By Ellison Walcott
The month of March may be Women’s History month but there’s no excuse needed to see a comprehensive, yet intimate exhibit by one of the pioneers in feminist art.
Miriam Schapiro’s retrospective currently on view at Kristen Frederickson Contemporary Art on Reade St. is but a small representation of a 30-year career. Still, the eight works of art in the gallery provide a full survey of her career, her development as an artist, her thinking and ideas.
Now 80, Miriam Schapiro is known to her friends as Mimi. On a recent February afternoon at the gallery she was sporting a clay-colored jacket with embroidered flowers. If it weren’t for the contours of her animated face, she would blend right in to the artwork on the walls. Her cream-colored earrings even share the shape of one of one of her pieces on exhibit, ‘Pleasure Dome.’
“I’m not a mechanic,” said Schapiro. “So I don’t stand everyday and go at the canvas at the same time. I have to be really inspired.”
Schapiro is celebrated as a feminist artist who emerged into the art scene during the late Abstract Expressionist period in the early 1960’s. Later that same decade, she was instrumental in the growth of the ‘Pattern and Decoration’ movement, an aesthetic development designed to destabilize preconceptions of high art. Proponents embraced traditional concepts of beauty and humor in an age of austerity and intellect. Events included fashion shows and kimonos and fans served as canvases.
In 1969, the first formal Feminist Art Program was organized by Judy Chicago at California State University, Fresno. A year later Schapiro was recruited as the program’s co-director at the California Institute of the Arts in Valencia and the historically and politically significant installation, “Womanhouse,” was soon to follow.
“Womanhouse” was a site-specific installation executed in 1972. Twenty-one students in the Feminist Art Program at the Cal Institute of Arts, in collaboration with Judy Chicago and Schapiro, transformed the rooms in a condemned mansion in residential Hollywood into an installation artwork about women, their domestic roles and the many societal issues they face.
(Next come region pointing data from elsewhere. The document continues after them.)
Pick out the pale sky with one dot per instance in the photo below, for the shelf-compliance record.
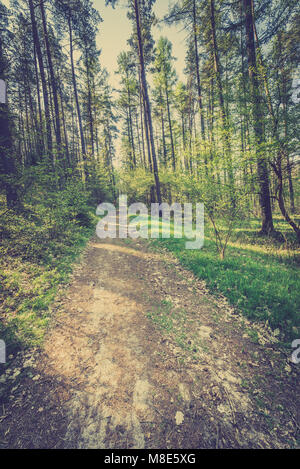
(116, 29)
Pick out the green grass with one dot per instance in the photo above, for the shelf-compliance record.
(260, 276)
(38, 248)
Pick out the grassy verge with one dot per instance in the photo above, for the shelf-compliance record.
(38, 249)
(259, 275)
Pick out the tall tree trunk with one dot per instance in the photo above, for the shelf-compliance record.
(7, 161)
(37, 44)
(146, 97)
(199, 88)
(257, 112)
(224, 115)
(52, 77)
(82, 140)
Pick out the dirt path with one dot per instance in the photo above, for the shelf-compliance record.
(140, 355)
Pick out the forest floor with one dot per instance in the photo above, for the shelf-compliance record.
(139, 354)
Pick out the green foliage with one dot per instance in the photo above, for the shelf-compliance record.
(257, 277)
(38, 247)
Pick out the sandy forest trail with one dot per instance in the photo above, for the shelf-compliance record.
(140, 355)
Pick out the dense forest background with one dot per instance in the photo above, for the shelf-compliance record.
(228, 136)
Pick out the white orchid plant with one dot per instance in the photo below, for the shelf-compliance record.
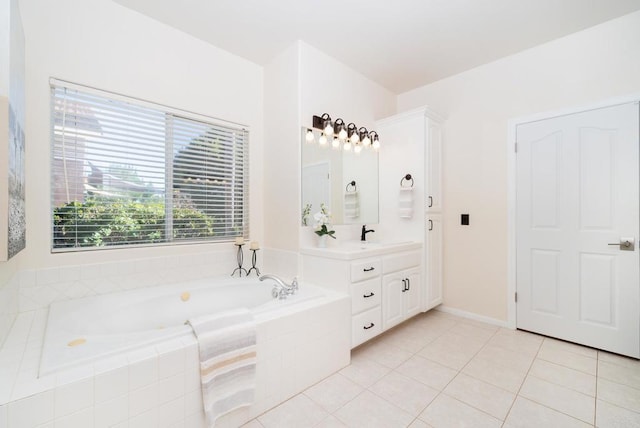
(321, 221)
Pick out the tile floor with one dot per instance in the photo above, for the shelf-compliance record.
(438, 370)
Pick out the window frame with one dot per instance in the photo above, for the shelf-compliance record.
(170, 114)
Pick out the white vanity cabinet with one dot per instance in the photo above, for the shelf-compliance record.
(363, 273)
(402, 288)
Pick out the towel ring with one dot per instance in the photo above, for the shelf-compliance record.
(407, 177)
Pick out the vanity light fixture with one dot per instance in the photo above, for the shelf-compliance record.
(347, 135)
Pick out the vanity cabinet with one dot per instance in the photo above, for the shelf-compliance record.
(401, 293)
(374, 279)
Schapiro’s modus operandi hasn’t changed over the years. She overlays her painted, architecturally-based patterns with collaged elements of fabric, lace, paint and often whole objects in mixed media.
Given the proliferation of images and patterning in Schapiro’s work, her influences are many. However, it is her father who was the initial inspiration for Schapiro’s choice of career. That and her Russian ancestry have served as important touchstones throughout the decades.
“I grew up during the Depression,” said Schapiro whose father worked on the art program of the WPA. “When he was gone during the week he would give me the assignment to draw a picture a day. I didn’t want to. I wanted to go out and play, so I would draw them all the night before he came home. Then he would give a crit of my work.”
The most recent paintings in the gallery were inspired by a lecture Schapiro gave at the University of Nebraska on quilts.
One of these paintings titled “Life of Dolls” 2003, has a strong structural base. At the foundation the piece is composed of a four-square bisected with a circle. Structurally this form is a building block of quilt patternation. Here is where the structure ends, however, with African American and Caucasian dolls populating the colorful fields of mint green, pink, lavender and sky blue. Flowers, fans, leaves and ornamental filigree animate the surface further.
“While I was there I saw a great many quilts,” said Schapiro. “I started thinking about the women who made the quilts and this is what I gave my talk on. When I got home I decided I wanted to make my own quilt, so I took a canvas out of the closet that had been in there for years.”
Schapiro’s work has always had a narrative quality and each piece has its own history, both in the making as well as in content. All the works have a connection to women and community, whether motivated by viewing quilts, or attending a flea market and finding embroidered objects such as lace doilies.
Perhaps the most engaging piece in the show is a series of prints executed in 1977. On one of the gallery walls hang twelve prints containing images of doilies titled “Anonymous Was a Woman.” This series of prints was made from actual doilies, the lacy cloths of flowers, hearts and birds.
“I chose this media because traditional women’s work, such as embroidery and crocheting, were not signed,” said Schapiro.
While the prints are flat to the paper, they have a tactility and sculptural quality. The fabrication has a purity that matches the subject matter.
The other pieces in the gallery have an abundance of imagery including tap dancers, African masks, flowers, dolls and deer. Media and materials are as profuse and they include acrylic paint, sequins, fabric, color Xerox, lace and handkerchiefs.
In today’s brash art landscape, Shapiro stands as a godmother to artists weaned academically on the accomplishment of the past, as well as a grand example of the tenacity of artistic drive in the present.